狭間の先で
「お、手応えが変わったぞ、そろそろ出る」
イサイサにぎゅっと抱きつかれた加藤。その手にもつ短槍の先では、ユニークスキルと七武器の特性の光がまるで渦を巻いているかのようだ。
その光の渦が、崩落した大穴ダンジョンの狭間を拡大させていく。
そうやって、時と空間を穿つ短槍によって狭間だった場所は通路へと復元され、槍を持つ加藤と抱きつくイサイサを先頭に、オボロ、メラニー、ドーバーナの順で歩いて来ていたのだ。

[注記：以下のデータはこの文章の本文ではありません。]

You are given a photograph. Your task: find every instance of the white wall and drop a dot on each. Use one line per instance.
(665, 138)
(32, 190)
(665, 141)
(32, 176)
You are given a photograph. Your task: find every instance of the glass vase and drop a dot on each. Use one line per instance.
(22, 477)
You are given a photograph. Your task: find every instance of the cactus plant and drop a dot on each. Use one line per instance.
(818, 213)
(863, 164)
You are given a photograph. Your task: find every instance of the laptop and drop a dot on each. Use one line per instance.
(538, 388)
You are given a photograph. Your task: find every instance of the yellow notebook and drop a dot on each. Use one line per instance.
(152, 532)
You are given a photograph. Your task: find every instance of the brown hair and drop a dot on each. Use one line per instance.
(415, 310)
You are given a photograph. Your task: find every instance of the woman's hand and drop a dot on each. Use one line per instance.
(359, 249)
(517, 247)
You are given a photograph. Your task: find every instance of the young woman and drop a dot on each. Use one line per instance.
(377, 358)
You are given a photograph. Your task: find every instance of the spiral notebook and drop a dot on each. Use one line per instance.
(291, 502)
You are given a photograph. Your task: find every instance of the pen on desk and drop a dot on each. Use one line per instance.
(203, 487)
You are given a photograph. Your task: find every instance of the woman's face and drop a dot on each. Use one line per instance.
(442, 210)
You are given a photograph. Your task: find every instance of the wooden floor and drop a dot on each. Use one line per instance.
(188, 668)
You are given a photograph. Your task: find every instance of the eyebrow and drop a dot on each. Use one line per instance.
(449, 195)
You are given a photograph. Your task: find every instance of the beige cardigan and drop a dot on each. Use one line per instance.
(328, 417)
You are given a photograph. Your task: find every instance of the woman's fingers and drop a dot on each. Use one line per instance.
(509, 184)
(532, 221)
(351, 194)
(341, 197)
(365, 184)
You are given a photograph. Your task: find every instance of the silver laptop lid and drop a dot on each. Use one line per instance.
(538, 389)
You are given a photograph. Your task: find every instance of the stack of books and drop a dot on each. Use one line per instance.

そんな加藤が手応えが変わったことを告げた次の瞬間、五人は開けた空間に出ていた。
「大穴ダンジョンは崩落したはずだよな。なんでこんな大きな空間が残っているんだ?」
加藤の疑問に、クンクンと鼻をならすイサイサたちコボルド三人。
「ダンジョンとして、再生されている」
意外にも三人の中で加藤の疑問に答えたのはメラニーだった。
「ダンジョン、だって?」
「因果律の悪臭がプンプンしますわね」
「やっぱり因果律なのか」
メラニーに続いて、ドーバーナも鼻にシワを寄せて告げる。その発言に天を仰ぐ加藤。
「加藤、私の博愛は満足した? ちょっと離れるけど寂しくて泣かないでね」
「泣くかよっ!」
イサイサがぴょんっと離れる。
その時にはイサイサの両耳の七武器はすでに元のサイズを取り戻し、警戒するかのようにゆらゆらとイサイサの頭の左右で揺れている。
「オボロ様、どうしますか?」
ドーバーナの指差す先。広場の奥に、巨大な影があるのが、加藤にも見えてくる。
「当然、殲滅だな。ユウト様に楯突き、あまつさえユウト様の一撃を逃れて、のうのうと反攻してくる神の配下だ。捨て置く訳にはいくまいて。それに目黒詠唱の居場所はこの先だろうよ」
ゆらりと刀を抜き放つオボロ。
メラニーたちコボルド三人にも異論は無いようだった。
加藤も、好戦的な女性陣を見てため息をつきながらも短槍を構える。
そんな五人に向かっていた、部屋の奥にいた因果律の配下たる魂の簒奪者──人の何倍もの大きさのある、巨大な人間の赤ん坊が、ハイハイで突進してきたのだった。